I was intent on becoming one with her. Bracing for whatever it was that lead her down this path of emotional self-destruction. I wanted to be HER, on her personal journey of self-discovery. Realizing the potential to forgive herself, and others. Yet, I felt as if I never really connected with the characters at all (main or otherwise). Other than that *oomph* reveal that had my heart in two (I mean… who couldn’t be moved by something that agonizing?).
Maryse: WHOA. Now we’re talkin’!!!! I hate the circumstance… but I can connect
Sherry: I have that part highlighted! ! That broke me
Maryse: yeah… this is much more real to me now
Sherry: Just too bad it’s so far in the book. ..I cried and cried. . Oh my
Maryse: it’s devastating for sure.
So amazingly written and absolutely heartbreaking.

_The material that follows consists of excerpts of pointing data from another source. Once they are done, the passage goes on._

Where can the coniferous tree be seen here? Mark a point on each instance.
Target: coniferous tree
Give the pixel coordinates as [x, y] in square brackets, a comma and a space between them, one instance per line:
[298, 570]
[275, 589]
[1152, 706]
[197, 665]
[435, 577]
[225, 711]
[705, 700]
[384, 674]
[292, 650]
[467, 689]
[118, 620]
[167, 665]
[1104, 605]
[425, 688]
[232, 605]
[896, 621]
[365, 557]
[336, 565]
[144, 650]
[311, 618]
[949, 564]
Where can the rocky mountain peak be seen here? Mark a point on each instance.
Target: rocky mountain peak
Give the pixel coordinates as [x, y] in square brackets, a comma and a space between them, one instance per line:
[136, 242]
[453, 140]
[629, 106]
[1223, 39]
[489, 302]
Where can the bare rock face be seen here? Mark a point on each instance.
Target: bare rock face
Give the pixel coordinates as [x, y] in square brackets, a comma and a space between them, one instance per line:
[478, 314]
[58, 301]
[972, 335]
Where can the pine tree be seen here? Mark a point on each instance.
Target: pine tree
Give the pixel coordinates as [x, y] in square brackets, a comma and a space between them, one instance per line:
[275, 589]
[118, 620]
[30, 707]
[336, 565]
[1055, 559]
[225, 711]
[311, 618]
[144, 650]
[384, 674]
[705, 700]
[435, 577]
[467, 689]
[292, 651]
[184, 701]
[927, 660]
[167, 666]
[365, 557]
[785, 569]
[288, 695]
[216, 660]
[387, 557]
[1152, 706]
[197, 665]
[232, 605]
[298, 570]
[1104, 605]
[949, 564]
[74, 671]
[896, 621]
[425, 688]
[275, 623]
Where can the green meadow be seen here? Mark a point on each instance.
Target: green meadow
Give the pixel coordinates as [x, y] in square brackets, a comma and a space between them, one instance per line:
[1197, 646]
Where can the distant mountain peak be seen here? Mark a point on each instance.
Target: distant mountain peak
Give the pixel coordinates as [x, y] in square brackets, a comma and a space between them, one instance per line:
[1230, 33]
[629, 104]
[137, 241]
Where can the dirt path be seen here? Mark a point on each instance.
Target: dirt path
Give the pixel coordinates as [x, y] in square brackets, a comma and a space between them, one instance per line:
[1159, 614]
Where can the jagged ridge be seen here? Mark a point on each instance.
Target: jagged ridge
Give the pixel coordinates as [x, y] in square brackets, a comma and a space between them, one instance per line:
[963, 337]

I’d been cut off at the knees by a reality I hadn’t yet understood.
I get why she’s who she is… and so, despite my occasional impassivity, I forged on. I just couldn’t give up on something that was so well written and “on paper” had so much essence. A heartbreaking story, with substantial characters, healing, growth… love.
But I never fully became one with her, or her plight, and worse yet, I experienced her potential love story as an observer rather than becoming her, and feeling all of the highs and lows she was going through. I put it down too many times and never really gained that momentum that I crave when I’m reading.